If your soil tests high for phosphorus, consider using standard Miracle Grow or look for a lawn fertilizer with little to no phosphorus (P). Fertilizers are usually labeled with three numbers like 13-13-13. That’s nitrogen-phosphorus-potassium or N-P-K. Miracle Grow is a 24-8-16, which is usually great for corn.
Can You Eat Field Corn Like Sweet Corn?
Field corn can be picked and eaten like sweet corn if picked at the right time. Pick it once the silks turn brown and the kernels become filled with a cloudy or milky liquid. Very fresh field corn can have as much sugar as store-bought sweet corn. If picket too early or late, it will taste blander.
Is Field Corn Bad for You?
Field corn is not inherently bad for you.
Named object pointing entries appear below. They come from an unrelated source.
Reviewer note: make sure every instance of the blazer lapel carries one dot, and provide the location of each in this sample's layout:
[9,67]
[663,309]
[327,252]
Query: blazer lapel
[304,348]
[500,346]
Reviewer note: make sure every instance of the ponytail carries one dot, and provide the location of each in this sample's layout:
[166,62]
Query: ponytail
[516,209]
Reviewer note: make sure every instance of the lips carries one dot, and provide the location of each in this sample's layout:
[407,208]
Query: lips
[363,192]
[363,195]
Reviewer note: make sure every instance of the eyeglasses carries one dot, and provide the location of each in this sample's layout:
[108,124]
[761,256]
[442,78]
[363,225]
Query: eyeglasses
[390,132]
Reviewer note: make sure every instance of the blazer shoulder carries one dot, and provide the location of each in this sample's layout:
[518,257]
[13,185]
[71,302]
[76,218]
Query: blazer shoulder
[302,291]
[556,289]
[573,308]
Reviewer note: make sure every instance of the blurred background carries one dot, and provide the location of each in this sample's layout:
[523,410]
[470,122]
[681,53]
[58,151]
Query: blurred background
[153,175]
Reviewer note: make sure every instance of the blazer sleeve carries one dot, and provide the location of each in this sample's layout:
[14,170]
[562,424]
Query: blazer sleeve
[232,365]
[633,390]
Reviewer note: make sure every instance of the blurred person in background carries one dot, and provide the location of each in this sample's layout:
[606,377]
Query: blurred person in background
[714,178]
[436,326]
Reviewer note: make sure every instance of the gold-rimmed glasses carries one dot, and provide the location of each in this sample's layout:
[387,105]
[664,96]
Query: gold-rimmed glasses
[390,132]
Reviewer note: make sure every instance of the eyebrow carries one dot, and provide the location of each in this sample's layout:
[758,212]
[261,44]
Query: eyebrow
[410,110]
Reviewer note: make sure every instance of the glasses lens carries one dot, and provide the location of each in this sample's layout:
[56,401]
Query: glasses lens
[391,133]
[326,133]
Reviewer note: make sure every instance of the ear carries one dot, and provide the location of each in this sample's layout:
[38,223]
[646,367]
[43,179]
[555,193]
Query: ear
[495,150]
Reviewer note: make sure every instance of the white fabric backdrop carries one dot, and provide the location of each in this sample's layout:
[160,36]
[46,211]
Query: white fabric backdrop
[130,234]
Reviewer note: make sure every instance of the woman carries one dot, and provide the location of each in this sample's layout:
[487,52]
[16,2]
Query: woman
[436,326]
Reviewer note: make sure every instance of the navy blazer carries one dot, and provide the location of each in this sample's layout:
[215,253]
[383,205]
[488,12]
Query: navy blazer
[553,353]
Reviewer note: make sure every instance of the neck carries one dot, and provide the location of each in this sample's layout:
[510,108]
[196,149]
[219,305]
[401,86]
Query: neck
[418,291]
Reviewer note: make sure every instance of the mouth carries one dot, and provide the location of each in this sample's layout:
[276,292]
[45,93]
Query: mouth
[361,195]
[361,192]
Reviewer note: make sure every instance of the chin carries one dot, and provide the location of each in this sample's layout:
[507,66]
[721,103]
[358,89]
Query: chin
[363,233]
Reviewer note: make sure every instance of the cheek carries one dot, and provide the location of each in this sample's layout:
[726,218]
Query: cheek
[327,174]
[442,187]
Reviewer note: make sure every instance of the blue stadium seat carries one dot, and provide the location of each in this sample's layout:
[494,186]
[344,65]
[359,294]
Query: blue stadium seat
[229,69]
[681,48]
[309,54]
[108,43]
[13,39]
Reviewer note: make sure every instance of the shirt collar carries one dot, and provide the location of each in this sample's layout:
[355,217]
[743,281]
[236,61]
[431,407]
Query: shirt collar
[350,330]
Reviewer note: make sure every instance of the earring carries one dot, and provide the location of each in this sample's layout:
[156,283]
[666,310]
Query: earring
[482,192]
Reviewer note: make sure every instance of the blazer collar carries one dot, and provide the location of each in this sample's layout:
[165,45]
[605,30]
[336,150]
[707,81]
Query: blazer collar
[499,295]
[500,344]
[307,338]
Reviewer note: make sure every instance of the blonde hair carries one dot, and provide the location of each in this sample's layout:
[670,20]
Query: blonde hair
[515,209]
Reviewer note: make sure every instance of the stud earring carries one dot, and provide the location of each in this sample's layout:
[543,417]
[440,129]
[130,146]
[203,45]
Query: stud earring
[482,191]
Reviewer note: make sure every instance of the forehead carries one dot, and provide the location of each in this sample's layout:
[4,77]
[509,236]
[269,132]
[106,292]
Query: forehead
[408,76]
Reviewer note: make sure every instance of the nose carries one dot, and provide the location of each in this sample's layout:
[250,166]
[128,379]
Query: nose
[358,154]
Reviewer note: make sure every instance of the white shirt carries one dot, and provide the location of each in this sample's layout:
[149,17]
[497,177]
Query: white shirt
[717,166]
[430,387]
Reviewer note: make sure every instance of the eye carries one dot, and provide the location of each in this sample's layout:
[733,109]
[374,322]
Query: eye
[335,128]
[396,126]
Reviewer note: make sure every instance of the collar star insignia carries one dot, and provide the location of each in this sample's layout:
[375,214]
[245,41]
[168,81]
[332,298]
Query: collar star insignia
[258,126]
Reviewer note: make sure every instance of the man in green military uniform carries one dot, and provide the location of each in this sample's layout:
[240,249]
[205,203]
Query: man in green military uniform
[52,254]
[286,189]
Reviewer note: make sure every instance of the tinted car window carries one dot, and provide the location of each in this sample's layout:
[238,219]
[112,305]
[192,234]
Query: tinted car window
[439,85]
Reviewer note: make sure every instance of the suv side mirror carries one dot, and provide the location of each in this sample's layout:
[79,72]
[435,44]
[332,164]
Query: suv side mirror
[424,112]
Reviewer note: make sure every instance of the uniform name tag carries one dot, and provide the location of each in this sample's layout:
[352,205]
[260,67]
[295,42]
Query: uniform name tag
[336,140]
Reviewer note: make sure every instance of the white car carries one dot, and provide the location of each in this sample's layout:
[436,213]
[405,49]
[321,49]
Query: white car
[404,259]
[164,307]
While corn is high in starch, it’s still part of a healthy, balanced diet and is an exceptional whole grain. Although GMO varieties can be concerning, many varieties are simply crossed of old-fashioned varieties. There are many heirloom varieties of field corn still grown.
How to Prepare Field Corn for Eating
Field corn is usually ground into a meal for grits/cornmeal mush or cornbread. Dry kernels can also be roasted or fried, then eaten as a snack food. Field corn also makes delicious corn pudding (Indian Pudding) by cooking cornmeal with water, molasses, and spices.
When did Sweet Corn Originate?
Sweet corn was likely originated by the Iroquis natives in the 1700s. The first mention of it was in a newspaper article from Plymouth in the 1820s referencing the arrival of a new type of extra sweet corn in 1779. History tells us that it quickly spread as fresh eating corn within 20 years.
By the 1820s, sweet corn was popular along the east coast and was quickly spreading abroad. since then, people have been trying to selectively breed it to be sweeter and have a longer period of peak sweetness. Most of the progress has been on the last 50 years due to a better understanding of genetic traits.